When you consider how many databases, applications, messages or APIs you have – the challenge of integrating each set of data can seem insurmountable. Couple this with different data ‘gatekeepers’ loading and formatting the data in different ways, and the situation only becomes worse.

Ultimately, with haphazard data connectivity, you’ll fail to gather all of your data pipelines into a centralized location. This could lead to poor business insights, delayed data delivery, and a lack of data coherence.

So, how can you solve this data connectivity issue with CloverDX?

With our tool, you can overcome basic data connectivity issues, navigate complex data structures, and drive coherence through enterprise data mapping. CloverDX includes:

  • Pre-built and well-optimized connectors
  • The capability to work with a wide range of different data formats and delivery methods in a unified way
  • The option to build your own unique connector from specific data sources

With the right tool, you can make sure your data is connected, integrated, and available on time, in one central place.
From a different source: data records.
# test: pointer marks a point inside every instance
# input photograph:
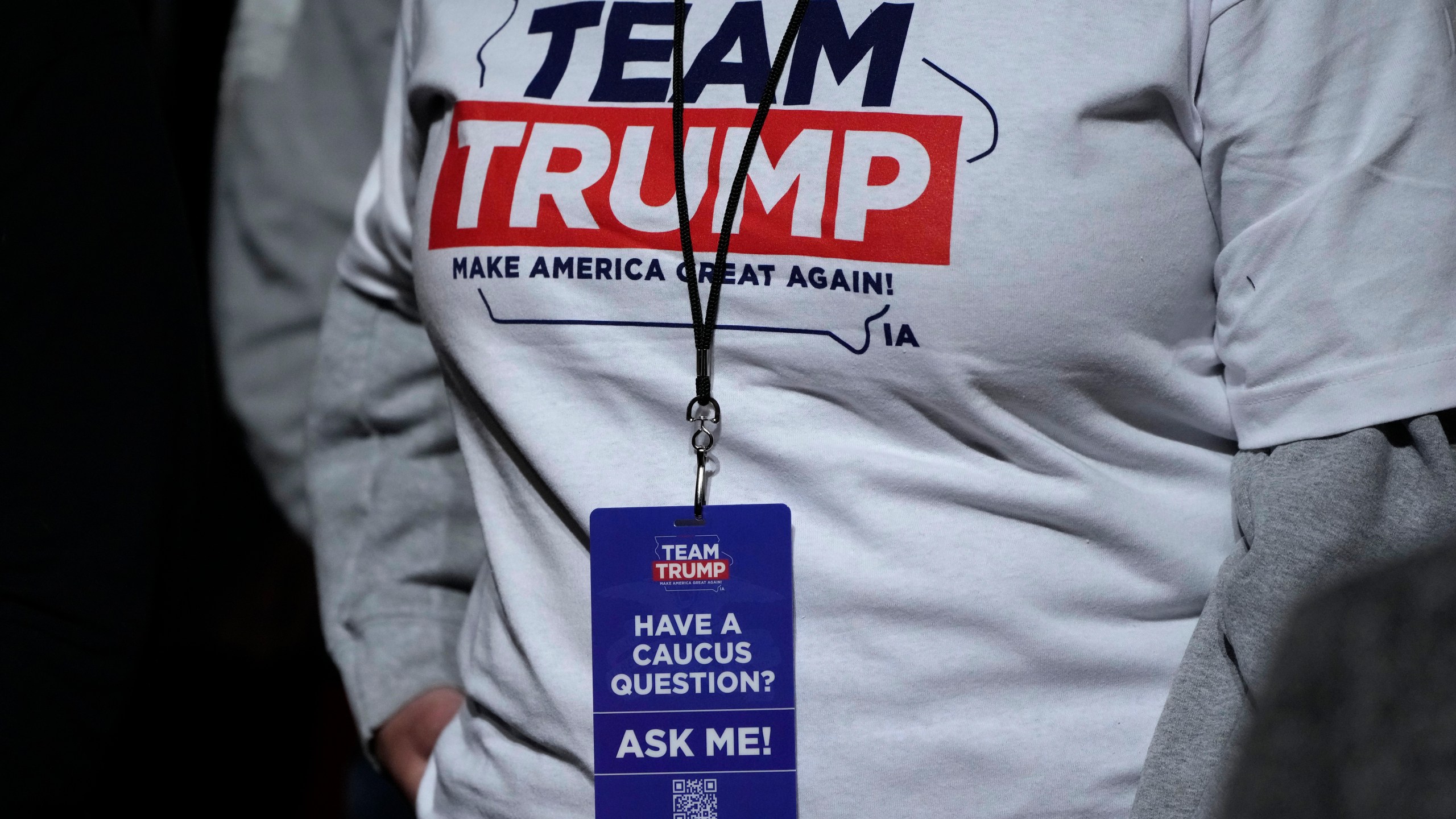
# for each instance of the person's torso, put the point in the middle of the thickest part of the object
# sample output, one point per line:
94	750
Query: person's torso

2. Data quality and validation

Did you know that 84 percent of CEOs are concerned about the quality of data they’re basing their decisions on?

Without high data quality, you’ll struggle to get the insights you need to make successful business decisions.
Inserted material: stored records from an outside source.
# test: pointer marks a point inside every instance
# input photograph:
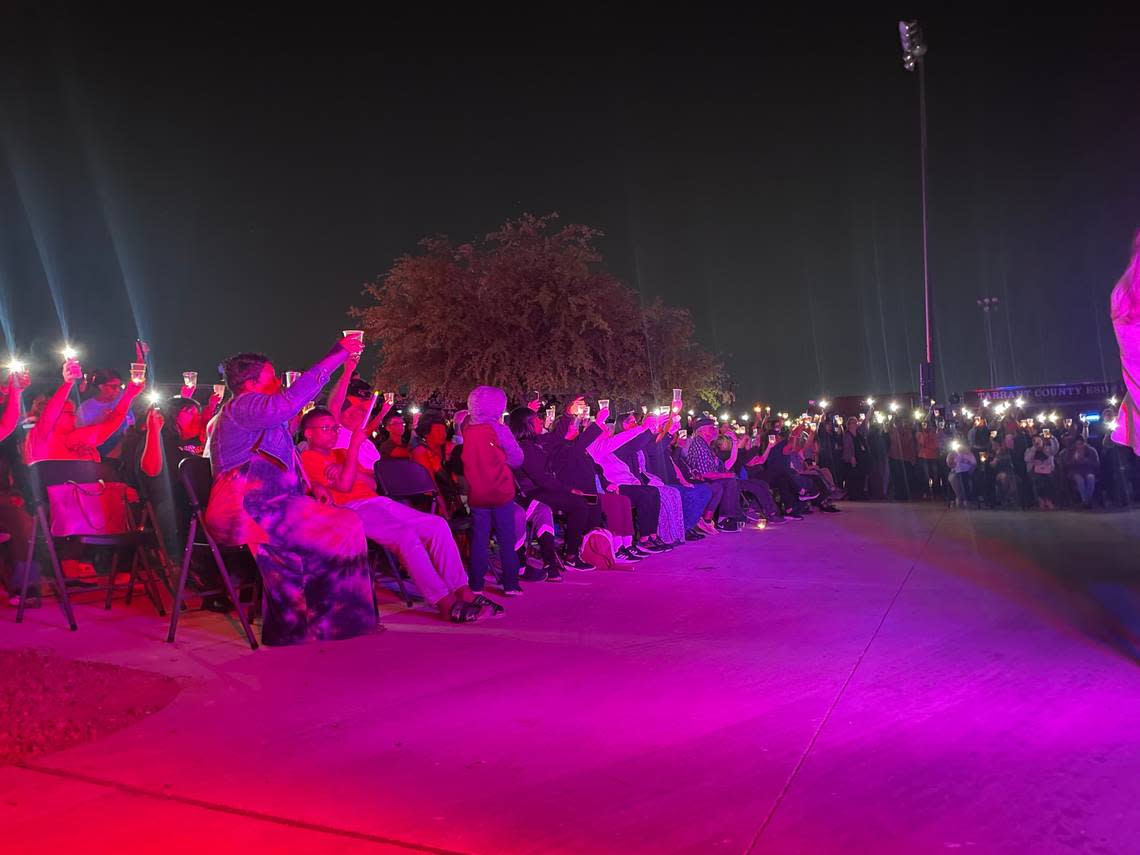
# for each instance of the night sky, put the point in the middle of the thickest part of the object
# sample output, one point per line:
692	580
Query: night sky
229	184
But data quality problems can affect more than just your future endeavours. These issues can also:

  • Hinder productivity. When spotted, poor data quality requires the time of your teams to fix and validate any issues.
  • Affect your cashflow. If faulty data delays your data-driven tasks and projects, you could face financial repercussions down the line.
  • Cause compliance issues. In industries with many data regulations, you need to keep data quality at a high standard. Any slip-ups, and you could face reputational damage or fines.

Unfortunately, fixing and validating data manually isn’t always as easy as it might seem. When the scale’s so large, the task becomes costly, which increases the temptation to simply not do it at all.

CloverDX resolves this problem by automatically spotting and fixing outliers within your data. It also validates information as soon as it's ingested. This means data quality and validation is never an afterthought. The result? You reduce the need for manual intervention and you don’t lose money, time or your reputation down the line.

3. Collaboration between your teams

When it comes to data, tech teams and business teams need to work together to make your data integration processes seamless.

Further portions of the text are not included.